Con questi pochi riferimenti visivi, secondo quando riportato da Tommaso da Celano, Francesco d’Assisi realizzò il presepe: era il Natale del 1223, esattamente 800 anni fa.

E «sorprendentemente mancano proprio i protagonisti principali il Bambino e la Madonna», specifica Chiara Frugoni una delle maggiori esperte di francescanesimo; «chiede invece la greppia e il fieno; chiede il bue e l’asino, ricordati soltanto dai Vangeli apocrifi», in particolare dallo Pseudo-Matteo. Una vera e propria mangiatoia, nessun attore, nessun oggetto di scena, senza icone scolpite o dipinte: «già al tempo di Francesco, ma anche prima, - chiarisce Frugoni -, nelle Chiese la notte di Natale era rappresentata ricorrendo a tavole dipinte o a statue messe sull’altare accanto a esso o a sacerdoti-attori e ad attori» che rappresentavano soltanto figure umane quali il Bambino, Maria, Giuseppe, i pastori. Francesco avrebbe affidato invece a elementi più marginali la rappresentazione del presepe, senza addirittura la presenza di un bambino “né reale né raffigurato” rimettendosi «invece alla propria straordinaria capacità oratoria, ad un’immagine mentale evocata in modo tanto incisivo […] da tradursi in una visione che risarcisce il vuoto della mangiatoia».

La centralità scenica data al fieno e agli animali indica che le sue parole dovettero riaffermare ancora con convinzione, senza alcun compromesso, un messaggio di pace e di fratellanza universale: «la pace è il punto centrale del progetto di Francesco, instancabilmente cercata per tutta la vita, pace che coincide con l’essenza stessa del Natale», al di là di ogni contrasto, frontiera, divisione. L’essenzialità della rappresentazione visiva rappresentata da due animali e dal solo fieno rievoca un’idea fissa di Francesco che può essere esplicata dal riferimento all’esegesi patristica: il bue rappresenta gli ebrei, l’asino i pagani, il fieno “l’ostia salutare”.   Il bue e l’asino si nutrono del fieno della mangiatoia, esattamente come ogni popolo può nutrirsi della Parola di Dio, pur non seguendo il suo insegnamento o addirittura ignorandolo.  Era ed è un messaggio importante in un tempo ancora dilaniato da ingiustificabili conflitti, come 800 anni fa al tempo di Francesco; era ed è un’immagine sobria e al tempo stesso provocatoria, in un’epoca in cui il confronto con gli Ebrei e con l’Islam veniva e viene sempre ricondotto alla logica del conflitto armato e della sottomissione, alla logica della morte, al fragore delle bombe, delle armi che annebbiano la nostra umanità.

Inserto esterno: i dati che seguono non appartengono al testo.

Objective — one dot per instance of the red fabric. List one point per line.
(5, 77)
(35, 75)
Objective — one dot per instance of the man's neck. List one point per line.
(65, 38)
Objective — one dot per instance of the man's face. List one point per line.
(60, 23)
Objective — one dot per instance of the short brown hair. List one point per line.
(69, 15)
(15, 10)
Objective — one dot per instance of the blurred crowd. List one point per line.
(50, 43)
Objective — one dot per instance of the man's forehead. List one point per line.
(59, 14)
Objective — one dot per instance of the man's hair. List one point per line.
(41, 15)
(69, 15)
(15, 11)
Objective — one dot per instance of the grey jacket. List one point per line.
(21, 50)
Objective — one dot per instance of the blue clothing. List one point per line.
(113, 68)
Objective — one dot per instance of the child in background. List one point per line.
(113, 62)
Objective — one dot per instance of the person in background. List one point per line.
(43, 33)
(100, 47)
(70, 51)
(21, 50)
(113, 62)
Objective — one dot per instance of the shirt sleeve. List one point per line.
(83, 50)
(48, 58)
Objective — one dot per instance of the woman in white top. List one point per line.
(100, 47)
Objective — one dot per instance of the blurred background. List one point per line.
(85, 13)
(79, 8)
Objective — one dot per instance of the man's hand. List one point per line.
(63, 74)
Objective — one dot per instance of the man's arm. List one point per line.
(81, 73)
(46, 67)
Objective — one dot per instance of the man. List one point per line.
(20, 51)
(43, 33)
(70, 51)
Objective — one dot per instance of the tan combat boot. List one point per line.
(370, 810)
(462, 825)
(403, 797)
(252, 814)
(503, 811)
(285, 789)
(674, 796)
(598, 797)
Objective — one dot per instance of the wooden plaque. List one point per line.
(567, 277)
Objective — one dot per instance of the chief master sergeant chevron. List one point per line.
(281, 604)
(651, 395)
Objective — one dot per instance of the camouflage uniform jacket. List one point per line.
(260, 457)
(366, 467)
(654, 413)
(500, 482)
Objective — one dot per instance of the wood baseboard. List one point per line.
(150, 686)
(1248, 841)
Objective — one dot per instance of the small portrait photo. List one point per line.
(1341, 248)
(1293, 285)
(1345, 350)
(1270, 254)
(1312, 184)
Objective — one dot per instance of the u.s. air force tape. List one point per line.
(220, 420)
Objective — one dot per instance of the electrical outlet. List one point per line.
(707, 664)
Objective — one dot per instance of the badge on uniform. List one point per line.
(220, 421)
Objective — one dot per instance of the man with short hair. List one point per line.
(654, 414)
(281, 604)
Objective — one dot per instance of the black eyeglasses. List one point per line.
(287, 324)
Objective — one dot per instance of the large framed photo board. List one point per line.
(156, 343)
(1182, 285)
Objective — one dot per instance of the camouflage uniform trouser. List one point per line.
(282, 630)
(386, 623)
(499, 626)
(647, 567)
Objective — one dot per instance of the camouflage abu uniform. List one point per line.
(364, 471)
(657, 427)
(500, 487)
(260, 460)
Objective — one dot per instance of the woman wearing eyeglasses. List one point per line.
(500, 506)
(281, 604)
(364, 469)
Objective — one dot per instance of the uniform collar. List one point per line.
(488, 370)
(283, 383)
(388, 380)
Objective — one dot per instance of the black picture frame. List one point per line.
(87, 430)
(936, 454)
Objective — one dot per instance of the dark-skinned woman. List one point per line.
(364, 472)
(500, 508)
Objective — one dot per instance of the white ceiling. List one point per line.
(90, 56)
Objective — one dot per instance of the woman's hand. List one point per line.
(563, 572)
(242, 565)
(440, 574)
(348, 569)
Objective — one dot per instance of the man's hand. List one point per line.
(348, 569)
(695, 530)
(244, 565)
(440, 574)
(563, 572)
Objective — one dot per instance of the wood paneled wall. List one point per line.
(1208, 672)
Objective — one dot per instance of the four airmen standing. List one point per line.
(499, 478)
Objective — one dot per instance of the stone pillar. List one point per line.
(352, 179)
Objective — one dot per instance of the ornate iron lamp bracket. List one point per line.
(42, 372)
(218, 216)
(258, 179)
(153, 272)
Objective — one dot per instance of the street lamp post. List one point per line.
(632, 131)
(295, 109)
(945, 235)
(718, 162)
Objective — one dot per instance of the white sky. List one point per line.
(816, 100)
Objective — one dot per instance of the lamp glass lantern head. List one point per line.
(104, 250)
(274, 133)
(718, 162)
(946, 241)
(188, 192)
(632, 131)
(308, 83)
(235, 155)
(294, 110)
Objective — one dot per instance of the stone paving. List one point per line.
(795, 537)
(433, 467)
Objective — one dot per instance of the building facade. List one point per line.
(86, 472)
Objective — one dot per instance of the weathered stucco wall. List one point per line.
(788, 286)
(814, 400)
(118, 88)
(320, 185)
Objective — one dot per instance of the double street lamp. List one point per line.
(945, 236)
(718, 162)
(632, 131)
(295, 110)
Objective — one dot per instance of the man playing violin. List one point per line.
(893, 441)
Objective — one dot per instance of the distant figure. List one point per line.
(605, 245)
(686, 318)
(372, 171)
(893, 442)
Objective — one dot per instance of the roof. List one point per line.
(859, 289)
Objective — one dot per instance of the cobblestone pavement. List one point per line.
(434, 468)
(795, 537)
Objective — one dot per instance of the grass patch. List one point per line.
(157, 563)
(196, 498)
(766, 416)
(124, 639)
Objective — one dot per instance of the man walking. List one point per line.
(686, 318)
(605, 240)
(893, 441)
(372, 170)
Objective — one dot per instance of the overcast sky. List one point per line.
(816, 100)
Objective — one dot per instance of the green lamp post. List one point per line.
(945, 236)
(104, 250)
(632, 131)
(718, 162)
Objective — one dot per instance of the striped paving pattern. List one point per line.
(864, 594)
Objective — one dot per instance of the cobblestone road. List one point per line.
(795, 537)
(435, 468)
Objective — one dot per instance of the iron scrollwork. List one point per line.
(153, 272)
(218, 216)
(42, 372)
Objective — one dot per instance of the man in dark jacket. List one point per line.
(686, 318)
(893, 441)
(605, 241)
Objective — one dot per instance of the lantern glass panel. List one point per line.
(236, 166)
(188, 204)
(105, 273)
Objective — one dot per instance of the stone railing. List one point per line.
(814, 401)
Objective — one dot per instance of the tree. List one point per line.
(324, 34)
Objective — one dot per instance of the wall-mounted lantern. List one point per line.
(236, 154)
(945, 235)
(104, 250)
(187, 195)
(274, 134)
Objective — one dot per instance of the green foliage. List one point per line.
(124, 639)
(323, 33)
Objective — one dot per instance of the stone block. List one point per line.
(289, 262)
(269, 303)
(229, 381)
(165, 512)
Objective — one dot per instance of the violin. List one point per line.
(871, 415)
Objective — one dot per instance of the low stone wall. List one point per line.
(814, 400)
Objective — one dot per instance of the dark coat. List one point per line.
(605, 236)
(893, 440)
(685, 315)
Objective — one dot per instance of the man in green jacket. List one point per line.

«Il presepe, che per la prima volta San Francesco realizzò proprio in questo piccolo spazio, a imitazione dell’angusta grotta di Betlemme, parla da solo - afferma Papa Francesco -. Qui non c’è bisogno di moltiplicare le parole, perché la scena che è posta sotto i nostri occhi esprime la saggezza di cui abbiamo bisogno per cogliere l’essenziale» che spesso è ‘invisibile agli occhi’ e ‘non si vede bene che col cuore’. 

«È così che nasce la nostra tradizione: tutti attorno alla grotta e ricolmi di gioia, senza più alcuna distanza tra l’evento che si compie e quanti diventano partecipi del mistero» (Papa Francesco, Admirabile signum).